Aberdeen geologist involved in Scotland's new gold rush

Aberdeen geologist involved in Scotland's new gold rush

Scotgold Resources Ltd received planning permission at the end of October to develop the mine in Cononish, near Tyndrum, in the Loch Lomond National Park.

This is the first gold mine to be approved in Scotland since gold was mined 500 years ago at Leadhills to make the Scottish crown regalia.

The mine could begin commercial operation as early as 2013, and over the decade of its useful life will produce around 20,000 ounces of gold and 80,000 ounces of silver each year - worth an estimated £180 million at today’s prices. Fifty jobs will be created, and the mining operation is expected to bring a significant economic boost to the small local community.

Meanwhile, research part-funded by Scotgold and involving Aberdeen expert Dr Clive Rice, colleagues at the University of Leicester, and the Scottish Universities Environmental Research Centre (SUERC), Glasgow, and the British Geological Survey, aims to discover further big deposits in the Scottish Highlands which will mean that the fledgling industry can be sustained beyond the lifetime of Cononish, and possibly bring a new ‘gold rush’ to Scotland.

The Scottish Highlands have been studied extensively by geologists in recent years and small deposits of gold have been found, though none on the same scale as Cononish.

The gold at Cononish has ancient roots. Before the Atlantic Ocean opened, the highlands formed part of a mountain belt that extended from Canada through Ireland and Scotland into Scandinavia.

This mountain belt formed as the Iapetus Ocean (a forerunner of the Atlantic Ocean) was destroyed by the collision of tectonic plates half a billion years ago.
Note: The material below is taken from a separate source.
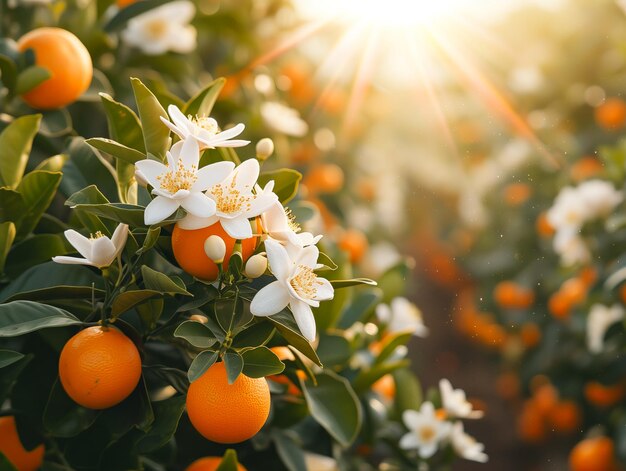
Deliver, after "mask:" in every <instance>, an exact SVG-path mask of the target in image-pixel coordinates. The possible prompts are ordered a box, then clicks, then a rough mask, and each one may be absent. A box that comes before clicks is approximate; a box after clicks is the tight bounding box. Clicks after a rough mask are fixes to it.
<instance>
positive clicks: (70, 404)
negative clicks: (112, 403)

This joined Scotland and England together for the first time.

The gold was concentrated, deep underground, as hot water derived partly from granitic magma circulated through large faults. The hot water carried gold and deposited it, with quartz, into veins. This process, repeated time and time again, has brought the gold to economic levels.

Dr Rice is newly retired from his full-time post but retains links with the University where he has worked since 1973, having begun his career with the British Geological Survey.

His current research is focussed on gold deposits occurring in northern Britain and Ireland. Apart from Cononish these include a large deposit at Curraghinalt in the Sperrin Mountains of County Tyrone.

He and colleagues at Durham University and SUERC are attempting to date the gold mineralisation so that it can be related to major geological events such as volcanic activity and mountain building.

Understanding how and when the gold was deposited will enable more to be found.